Вся Ваша исповедь [94] — жизнь Романтика. Даже его штампованная биография. Вся Ваша жизнь — история Вашей души, с единственным, в ней Geschehniss’eм [95] : Вашей душой. Это она создавала и направляла события. Вся Ваша жизнь — ее чистейшее авторство. И что можно в ответ на все это: всего Вас, с Тетей и с Fr<au>l<ein> Martha — и с тем корабельным канатом, режущим жизнь и душу надвое — и с нищенством — и с тем боевым прадедом — и с той ниццкой голубой рубашкой — и с Вашей белой санаторской (у Вас на руке перстень — по белизне блеска — серебряный — чей? Что — на нем — за ним — в нем?) что можно, в ответ на Geschehniss — Sie, — как не обнять? Всего Вас со всем внутри имеющимся: с Вашим безмерным сердцем — и недостаточными легкими, ибо — предупреждаю: мне в (…«таком как Вы» — Вам будет холодно, …«в Вас» — не поверите) — в НАС все дорого, вплоть до ущербов, и недостаточные легкие — не меньше избыточного сердца — и если я сказала мать — то потому что это слово самое вмещающее и обнимающее, самое обширное и подробное, и — ничего не изымающее. Слово перед которым все, все другие слова — границы.
94
В ответ на первое, несохранившееся письмо Цветаевой Штейгер прислал ей письмо на шестнадцати страницах, где рассказал о себе и своей жизни. Эта исповедь Штейгера также не сохранилась.
95
Событием (нем.).
И хотите Вы или нет, я Вас уже взяла туда внутрь, куда беру все любимое, не успев рассмотреть, видя уже внутри. Вы — мой захват и улов, как сегодняшний остаток римского виадука с бьющей сквозь него зарею, который окунула внутрь вернее и вечнее, чем река Loing, в которую он вечно глядится.

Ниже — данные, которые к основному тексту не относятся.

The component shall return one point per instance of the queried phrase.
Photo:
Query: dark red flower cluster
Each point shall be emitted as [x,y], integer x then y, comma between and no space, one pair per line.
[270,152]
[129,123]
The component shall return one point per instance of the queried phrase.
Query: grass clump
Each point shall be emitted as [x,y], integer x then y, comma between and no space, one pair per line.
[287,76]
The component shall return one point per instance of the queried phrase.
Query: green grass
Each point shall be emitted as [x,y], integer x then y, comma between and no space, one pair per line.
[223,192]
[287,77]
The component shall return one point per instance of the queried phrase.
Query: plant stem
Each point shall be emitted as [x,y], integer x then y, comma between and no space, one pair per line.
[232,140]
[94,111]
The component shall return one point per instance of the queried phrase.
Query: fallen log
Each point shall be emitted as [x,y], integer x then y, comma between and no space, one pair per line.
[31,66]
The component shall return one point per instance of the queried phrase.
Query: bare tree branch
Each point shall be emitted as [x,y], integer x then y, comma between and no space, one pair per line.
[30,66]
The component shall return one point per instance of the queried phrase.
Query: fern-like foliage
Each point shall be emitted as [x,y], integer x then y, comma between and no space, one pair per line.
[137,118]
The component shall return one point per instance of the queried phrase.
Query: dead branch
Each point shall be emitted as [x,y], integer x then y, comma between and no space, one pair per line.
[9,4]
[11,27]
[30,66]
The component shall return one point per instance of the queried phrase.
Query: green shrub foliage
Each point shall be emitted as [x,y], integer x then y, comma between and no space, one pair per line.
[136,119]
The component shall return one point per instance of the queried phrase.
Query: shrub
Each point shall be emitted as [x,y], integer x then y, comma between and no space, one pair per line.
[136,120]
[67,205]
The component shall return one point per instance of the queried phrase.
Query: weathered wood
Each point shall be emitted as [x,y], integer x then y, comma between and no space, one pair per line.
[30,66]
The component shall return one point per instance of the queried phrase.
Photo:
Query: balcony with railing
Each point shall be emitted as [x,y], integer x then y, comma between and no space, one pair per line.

Это мой захват — не иной. (В жизни, я может быть никогда не возьму Вашей руки, которая — вижу — будет от меня на пол-аршина расстояния, вполне достижима, так же достижима, как мундштук, который непрерывно беру в рот. Взять вещь — признать, что она вне тебя, и не «признать», а тем самым жестом — изъяты переместить в разряд внешних вещей. С этой руки-то все расставания и начинаются. Но, зная, что, может быть все-таки возьму — потому, что как же иначе дать? … хотя бы — почувствовать. <…>
— Приеду к Вам показаться. Дитя, мне показываться — не надо. И наперед Вам говорю — каким бы Вы ни были, когда войдете в мою дверь, — я все равно Вас буду любить, потому что уже люблю, потому что — уже случилось такое чудо — и дело только в степени боли — и чем лучше Вы будете — тем хуже будет — мне.
Я — годы — по-моему уже восемь лет — живу в абсолютном равнодушии, т. е. очень любя того и другого и третьего, делая для них всех все, что могу, потому что надо же, чтобы кто-нибудь делал, но без всякой личной радости — и боли: уезжают в Россию — провожаю, приходят в гости — угощаю.